Page 1 of 1

Searching number with various formats

PostPosted: Fri Jul 26, 2013 1:44 pm
by nikesh_rai
Hi guys,

I need a suggestion from you. I have a requirement where I will have a 2 lists of dial-able numbers. In first list, the dial-able number will be present with specified format e.g.;

2260018000
3322619948
3323513216

now the second list will also consist of dial-able number but not in fixed format. The list may looks like

+912260018000
00913322623148
23513216
3322619948

Now the thing is.. I have to search the numbers in list 2 in list 1. I tried with striping the numbers in list 1 and 2 up to 8 digit and then searching it, but it is taking two much CPU..

Can anyone please suggest me a better approach for this.

Re: Searching number with various formats

PostPosted: Fri Jul 26, 2013 2:00 pm
by prino
And no doubt you are using a linear search on two unsorted lists?

Re: Searching number with various formats

PostPosted: Fri Jul 26, 2013 2:15 pm
by nikesh_rai
Yes I am using linear search, but only first list is sorted.. second list is not sorted..

Re: Searching number with various formats

PostPosted: Fri Jul 26, 2013 2:54 pm
by NicC
so - do you search the sorted list for a number from the unsorted list or do you search the unsorted list?

Re: Searching number with various formats

PostPosted: Fri Jul 26, 2013 4:03 pm
by nikesh_rai
i am searching numbers from unsorted list List 2 in sorted list List 1

Re: Searching number with various formats

PostPosted: Fri Jul 26, 2013 4:40 pm
by BillyBoyo
Before doing any coding, you need to design, design, design.

Spend an hour concentrating on File 1, and describing everything you'd need to do, as a human, to process each record so that it could be matched against File 2 if it were presented as the simple subscriber's telephone number (no country code, no local code, just their personal number).

Spend two hours doing the same thing with File 2, everthing you'd need to do to match that to the ideal File 1, doing it as a human.

Start getting to know your data. Know it well.

Don't think about programming yet. Think about how you'd need to manipulate the data. Make some good samples for both files. Make some expected output. Work out how you'd get from one to the other.

You may get to the stage that you don't think it can be done. Then post your findings here.

If you get to the stage of a solution, post your solution here.

The reason for not just giving you an answer is because the process of the deisgn is a really good exercise for you. Going through it will pay you back many times over in your career - if you learn how to do it.

There is an answer. See if you can find it. Once you have the answer, the programming is very easy. That's the point of doing the design.

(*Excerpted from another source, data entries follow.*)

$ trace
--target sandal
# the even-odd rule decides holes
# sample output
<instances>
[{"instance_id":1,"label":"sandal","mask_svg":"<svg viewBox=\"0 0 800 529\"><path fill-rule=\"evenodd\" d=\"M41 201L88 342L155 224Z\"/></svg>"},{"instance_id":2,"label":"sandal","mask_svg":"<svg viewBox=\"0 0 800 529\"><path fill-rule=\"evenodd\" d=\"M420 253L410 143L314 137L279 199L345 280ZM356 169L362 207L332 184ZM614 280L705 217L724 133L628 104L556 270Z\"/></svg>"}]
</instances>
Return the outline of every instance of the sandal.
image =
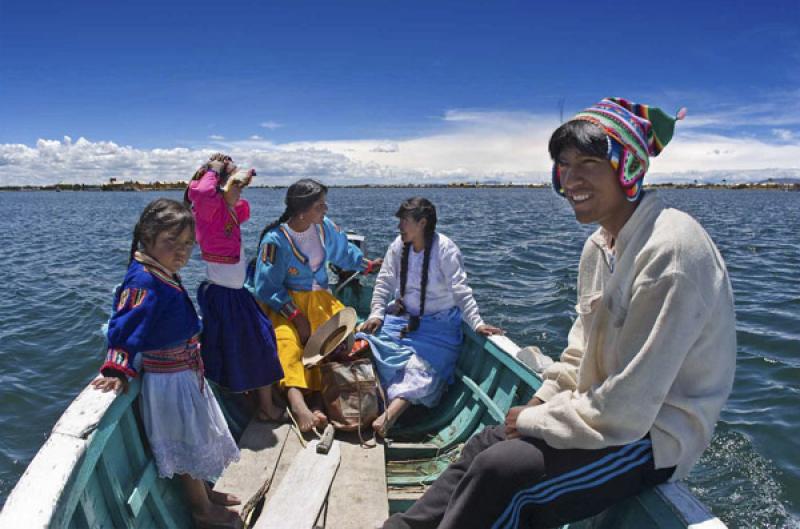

Re: Searching number with various formats

PostPosted: Fri Jul 26, 2013 7:54 pm
by richiewu
nikesh_rai wrote:Hi guys,

I need a suggestion from you. I have a requirement where I will have a 2 lists of dial-able numbers. In first list, the dial-able number will be present with specified format e.g.;

2260018000
3322619948
3323513216

now the second list will also consist of dial-able number but not in fixed format. The list may looks like

+912260018000
00913322623148
23513216
3322619948

Now the thing is.. I have to search the numbers in list 2 in list 1. I tried with striping the numbers in list 1 and 2 up to 8 digit and then searching it, but it is taking two much CPU..

Can anyone please suggest me a better approach for this.


Base on list 2, generate a new list 3 that only contains fixed format numbers, then search it in list 1

Re: Searching number with various formats

PostPosted: Fri Jul 26, 2013 8:38 pm
by BillyBoyo
OK, but look at the four examples for list 2. One has "+" for the "dial-out-of-country" code, another has 00, it would be possible (at least in the past) to hav 99.

Then, one has a country-code, another no country-code. Country-codes are 1 to 4 digits (perhaps longer, I haven't checked recently). Then the final one has no country-code, but does it have an area-code?

Are all the subscriber numbers for all countries the same length? No. (so list 1 is not so fixed).

Do all countries have an area-code? No.

OK, so how to "normalise" lists 1 and 2 so they can be matched?